Stock Trading Alert: Negative Expectations Following Swiss National Bank Decision To Unpeg Its Currency
Stock Trading Alert originally published on January 15, 2015, 6:10 AM:
Briefly: In our opinion, no speculative positions are justified.
Our intraday outlook remains neutral, and our short-term outlook is neutral:
Intraday (next 24 hours) outlook: neutral
Short-term (next 1-2 weeks) outlook: neutral
Medium-term (next 1-3 months) outlook: neutral
Long-term outlook (next year): bullish
The U.S. stock market indexes lost between 0.5% and 1.1% on Wednesday, extending their short-term move down. However, the S&P 500 index bounced off support level at 1,990-2,000, as it remained within three-month long consolidation. The nearest important level of resistance is at around 2,020, marked by previous support level, as we can see on the daily chart:
Expectations before the opening of today's trading session are negative, with index futures currently down 0.4-0.5%, as investors react to Swiss National Bank decision to remove its euro exchange cap. The main European stock market indexes have lost 0.2-0.6% so far. Investors will now wait for some economic data announcements: Initial Claims, Producer Price Index, Empire Manufacturing number at 8:30 a.m., Philadelphia Fed at 10:00 a.m. The S&P 500 futures contract (CFD) fluctuates following yesterday's move down. The nearest important resistance level remains at around 2,020. On the other hand, support level is at 1,980, marked by local low.

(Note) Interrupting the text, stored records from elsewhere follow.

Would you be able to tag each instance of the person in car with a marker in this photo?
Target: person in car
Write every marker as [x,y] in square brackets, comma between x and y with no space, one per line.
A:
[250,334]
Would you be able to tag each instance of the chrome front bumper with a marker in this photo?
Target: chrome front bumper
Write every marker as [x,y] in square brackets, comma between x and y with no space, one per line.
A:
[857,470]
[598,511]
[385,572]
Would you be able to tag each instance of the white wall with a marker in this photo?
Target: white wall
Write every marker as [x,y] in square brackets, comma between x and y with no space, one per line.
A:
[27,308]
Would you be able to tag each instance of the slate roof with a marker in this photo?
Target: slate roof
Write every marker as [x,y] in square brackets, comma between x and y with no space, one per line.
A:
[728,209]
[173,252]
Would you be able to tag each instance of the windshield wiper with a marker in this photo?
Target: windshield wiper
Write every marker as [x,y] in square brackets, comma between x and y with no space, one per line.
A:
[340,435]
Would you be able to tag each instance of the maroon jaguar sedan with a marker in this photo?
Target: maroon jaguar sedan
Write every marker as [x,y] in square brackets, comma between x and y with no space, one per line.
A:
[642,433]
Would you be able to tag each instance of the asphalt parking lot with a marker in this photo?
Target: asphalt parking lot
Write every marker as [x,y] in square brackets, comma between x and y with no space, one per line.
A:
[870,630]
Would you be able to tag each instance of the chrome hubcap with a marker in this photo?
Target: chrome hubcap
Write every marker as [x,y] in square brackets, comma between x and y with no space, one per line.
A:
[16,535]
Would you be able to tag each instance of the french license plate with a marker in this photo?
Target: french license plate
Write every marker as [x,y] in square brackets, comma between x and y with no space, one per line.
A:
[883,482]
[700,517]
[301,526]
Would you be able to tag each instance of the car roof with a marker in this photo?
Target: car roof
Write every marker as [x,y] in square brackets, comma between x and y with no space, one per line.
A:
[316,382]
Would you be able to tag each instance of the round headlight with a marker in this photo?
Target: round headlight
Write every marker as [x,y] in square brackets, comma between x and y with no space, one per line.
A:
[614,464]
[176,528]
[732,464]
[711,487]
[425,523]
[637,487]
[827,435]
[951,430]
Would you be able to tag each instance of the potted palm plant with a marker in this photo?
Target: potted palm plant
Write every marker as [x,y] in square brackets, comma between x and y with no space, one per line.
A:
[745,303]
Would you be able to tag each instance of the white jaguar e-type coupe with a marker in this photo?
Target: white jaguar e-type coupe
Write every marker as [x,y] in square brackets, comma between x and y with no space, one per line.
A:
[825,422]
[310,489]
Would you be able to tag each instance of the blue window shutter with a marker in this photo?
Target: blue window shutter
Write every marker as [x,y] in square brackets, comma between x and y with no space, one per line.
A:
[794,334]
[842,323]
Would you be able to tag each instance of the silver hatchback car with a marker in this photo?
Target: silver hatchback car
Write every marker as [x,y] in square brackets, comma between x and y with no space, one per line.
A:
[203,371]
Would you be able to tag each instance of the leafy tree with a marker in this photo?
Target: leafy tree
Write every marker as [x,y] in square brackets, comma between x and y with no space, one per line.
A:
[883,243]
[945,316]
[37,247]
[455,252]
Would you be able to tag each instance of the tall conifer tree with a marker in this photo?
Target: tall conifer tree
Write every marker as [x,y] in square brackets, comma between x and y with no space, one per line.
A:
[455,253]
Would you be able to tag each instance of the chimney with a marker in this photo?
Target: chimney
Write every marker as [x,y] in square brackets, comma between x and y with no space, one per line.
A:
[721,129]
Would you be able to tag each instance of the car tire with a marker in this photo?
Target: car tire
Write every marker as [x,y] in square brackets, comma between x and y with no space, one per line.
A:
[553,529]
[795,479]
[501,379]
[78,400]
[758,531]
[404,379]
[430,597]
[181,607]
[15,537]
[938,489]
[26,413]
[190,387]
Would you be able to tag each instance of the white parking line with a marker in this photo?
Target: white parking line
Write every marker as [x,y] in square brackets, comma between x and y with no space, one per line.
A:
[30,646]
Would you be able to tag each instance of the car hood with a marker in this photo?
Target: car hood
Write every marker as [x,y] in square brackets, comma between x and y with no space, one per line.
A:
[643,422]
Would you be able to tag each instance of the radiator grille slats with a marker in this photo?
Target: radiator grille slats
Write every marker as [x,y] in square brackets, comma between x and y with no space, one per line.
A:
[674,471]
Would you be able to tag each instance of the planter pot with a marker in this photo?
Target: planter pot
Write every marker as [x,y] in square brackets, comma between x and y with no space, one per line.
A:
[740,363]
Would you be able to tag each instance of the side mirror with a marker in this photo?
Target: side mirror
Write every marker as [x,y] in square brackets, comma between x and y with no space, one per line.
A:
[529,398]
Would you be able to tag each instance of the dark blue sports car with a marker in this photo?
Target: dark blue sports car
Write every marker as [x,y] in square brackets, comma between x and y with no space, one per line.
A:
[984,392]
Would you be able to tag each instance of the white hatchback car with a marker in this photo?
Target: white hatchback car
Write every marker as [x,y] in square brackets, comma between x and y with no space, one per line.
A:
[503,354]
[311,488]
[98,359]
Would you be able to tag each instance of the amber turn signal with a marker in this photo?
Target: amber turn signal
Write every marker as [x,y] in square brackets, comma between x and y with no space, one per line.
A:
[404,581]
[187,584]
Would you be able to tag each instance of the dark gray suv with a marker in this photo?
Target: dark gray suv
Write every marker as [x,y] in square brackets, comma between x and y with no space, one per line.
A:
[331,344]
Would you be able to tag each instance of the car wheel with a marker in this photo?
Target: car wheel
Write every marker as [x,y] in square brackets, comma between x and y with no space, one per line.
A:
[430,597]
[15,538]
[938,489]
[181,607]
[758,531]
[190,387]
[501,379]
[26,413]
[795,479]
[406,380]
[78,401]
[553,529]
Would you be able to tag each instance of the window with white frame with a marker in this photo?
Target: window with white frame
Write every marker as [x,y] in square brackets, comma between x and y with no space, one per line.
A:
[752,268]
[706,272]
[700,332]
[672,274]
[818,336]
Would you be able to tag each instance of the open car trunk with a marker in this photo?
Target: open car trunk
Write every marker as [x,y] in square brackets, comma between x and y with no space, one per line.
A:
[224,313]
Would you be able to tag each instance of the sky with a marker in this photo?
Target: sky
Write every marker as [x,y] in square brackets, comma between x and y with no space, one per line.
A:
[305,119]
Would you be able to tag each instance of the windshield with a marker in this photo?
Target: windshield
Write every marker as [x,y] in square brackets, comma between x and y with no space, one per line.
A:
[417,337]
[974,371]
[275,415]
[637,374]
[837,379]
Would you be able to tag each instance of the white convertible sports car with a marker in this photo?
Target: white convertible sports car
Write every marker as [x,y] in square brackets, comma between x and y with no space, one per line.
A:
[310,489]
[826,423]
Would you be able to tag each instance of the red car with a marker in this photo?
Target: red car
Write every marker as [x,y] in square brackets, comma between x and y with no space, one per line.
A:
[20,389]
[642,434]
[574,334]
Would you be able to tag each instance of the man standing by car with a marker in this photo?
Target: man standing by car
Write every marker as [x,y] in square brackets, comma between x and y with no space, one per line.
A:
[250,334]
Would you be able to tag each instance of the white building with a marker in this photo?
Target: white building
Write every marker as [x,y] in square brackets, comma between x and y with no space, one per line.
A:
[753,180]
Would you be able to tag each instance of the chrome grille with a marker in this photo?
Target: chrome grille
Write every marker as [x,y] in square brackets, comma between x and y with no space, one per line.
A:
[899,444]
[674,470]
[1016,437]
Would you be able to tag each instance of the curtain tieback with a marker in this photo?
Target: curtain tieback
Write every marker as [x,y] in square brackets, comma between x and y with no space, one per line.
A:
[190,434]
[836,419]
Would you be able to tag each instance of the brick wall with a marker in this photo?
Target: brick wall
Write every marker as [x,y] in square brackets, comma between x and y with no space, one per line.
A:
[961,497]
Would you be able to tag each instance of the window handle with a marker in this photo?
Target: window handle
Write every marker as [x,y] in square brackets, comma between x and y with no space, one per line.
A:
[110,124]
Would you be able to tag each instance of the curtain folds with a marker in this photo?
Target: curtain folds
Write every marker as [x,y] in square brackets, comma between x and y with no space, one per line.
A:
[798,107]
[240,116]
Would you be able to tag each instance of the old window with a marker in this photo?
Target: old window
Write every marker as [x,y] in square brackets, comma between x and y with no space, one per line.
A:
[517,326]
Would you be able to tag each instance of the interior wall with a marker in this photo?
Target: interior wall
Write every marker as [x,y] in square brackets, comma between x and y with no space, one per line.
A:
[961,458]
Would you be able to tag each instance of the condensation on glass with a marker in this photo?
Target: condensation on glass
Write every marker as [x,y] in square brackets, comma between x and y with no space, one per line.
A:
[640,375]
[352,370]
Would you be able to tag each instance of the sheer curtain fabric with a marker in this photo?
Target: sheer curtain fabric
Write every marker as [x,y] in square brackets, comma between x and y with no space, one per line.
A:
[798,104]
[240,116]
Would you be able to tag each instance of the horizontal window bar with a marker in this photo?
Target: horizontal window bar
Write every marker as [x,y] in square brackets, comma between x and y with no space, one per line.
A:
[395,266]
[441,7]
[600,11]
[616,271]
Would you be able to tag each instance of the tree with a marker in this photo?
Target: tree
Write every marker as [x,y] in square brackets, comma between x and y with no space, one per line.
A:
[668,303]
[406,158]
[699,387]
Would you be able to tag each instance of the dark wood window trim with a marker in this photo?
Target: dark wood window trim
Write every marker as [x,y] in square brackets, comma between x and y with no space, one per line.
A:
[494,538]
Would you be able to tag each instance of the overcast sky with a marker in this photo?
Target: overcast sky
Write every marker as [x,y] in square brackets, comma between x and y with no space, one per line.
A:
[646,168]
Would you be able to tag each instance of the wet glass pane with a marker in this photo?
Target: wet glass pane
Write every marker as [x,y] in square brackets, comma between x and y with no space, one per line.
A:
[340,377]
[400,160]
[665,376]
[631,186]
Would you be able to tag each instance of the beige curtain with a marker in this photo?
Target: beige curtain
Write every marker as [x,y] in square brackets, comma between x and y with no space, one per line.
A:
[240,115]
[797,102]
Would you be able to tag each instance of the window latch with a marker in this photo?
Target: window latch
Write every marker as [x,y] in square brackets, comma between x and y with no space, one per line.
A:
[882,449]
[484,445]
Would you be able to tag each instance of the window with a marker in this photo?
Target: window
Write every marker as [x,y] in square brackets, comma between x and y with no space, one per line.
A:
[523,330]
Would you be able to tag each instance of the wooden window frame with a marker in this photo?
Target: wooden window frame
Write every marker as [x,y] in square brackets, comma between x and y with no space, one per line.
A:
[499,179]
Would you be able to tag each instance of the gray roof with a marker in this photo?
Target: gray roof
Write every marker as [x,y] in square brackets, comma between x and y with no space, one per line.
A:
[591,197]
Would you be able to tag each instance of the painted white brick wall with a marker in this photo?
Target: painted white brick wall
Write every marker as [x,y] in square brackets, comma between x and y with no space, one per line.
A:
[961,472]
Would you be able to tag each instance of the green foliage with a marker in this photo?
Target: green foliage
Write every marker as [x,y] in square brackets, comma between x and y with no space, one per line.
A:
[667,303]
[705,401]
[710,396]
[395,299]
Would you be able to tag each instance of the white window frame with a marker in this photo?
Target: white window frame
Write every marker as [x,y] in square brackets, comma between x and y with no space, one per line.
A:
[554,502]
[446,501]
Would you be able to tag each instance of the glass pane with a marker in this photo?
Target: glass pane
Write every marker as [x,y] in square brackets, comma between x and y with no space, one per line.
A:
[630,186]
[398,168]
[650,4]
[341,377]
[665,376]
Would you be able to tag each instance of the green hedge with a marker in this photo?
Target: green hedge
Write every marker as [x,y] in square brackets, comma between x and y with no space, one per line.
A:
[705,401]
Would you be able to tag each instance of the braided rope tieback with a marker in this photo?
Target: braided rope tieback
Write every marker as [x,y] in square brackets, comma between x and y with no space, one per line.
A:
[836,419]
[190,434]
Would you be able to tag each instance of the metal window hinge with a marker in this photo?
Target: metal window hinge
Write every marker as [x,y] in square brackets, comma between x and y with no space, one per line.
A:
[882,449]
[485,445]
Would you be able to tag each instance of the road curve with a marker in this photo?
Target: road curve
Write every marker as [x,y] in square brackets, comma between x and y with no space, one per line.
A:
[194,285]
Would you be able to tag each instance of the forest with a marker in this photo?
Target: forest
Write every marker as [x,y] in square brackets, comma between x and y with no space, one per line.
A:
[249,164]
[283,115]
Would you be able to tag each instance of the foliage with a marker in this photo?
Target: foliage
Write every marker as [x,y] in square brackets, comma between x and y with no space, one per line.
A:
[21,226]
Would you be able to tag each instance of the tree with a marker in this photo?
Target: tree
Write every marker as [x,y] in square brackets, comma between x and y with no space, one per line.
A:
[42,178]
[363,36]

There is no clear short-term direction, as the 15-minute chart shows:
The technology Nasdaq 100 futures contract (CFD) follows a similar path, as it extends its short-term fluctuations. Support level remains at around 4,090-4,100, and the nearest important level of resistance is at 4,180-4,200, among others:
Concluding, the broad stock market slightly extended its recent move down yesterday. However, there is still no clear short-term direction. For now, it looks like a volatile medium-term consolidation following last year's October-November rally. We prefer to be out of the market, avoiding low risk/reward ratio trades. We will let you know when we think it is safe to get back in the market.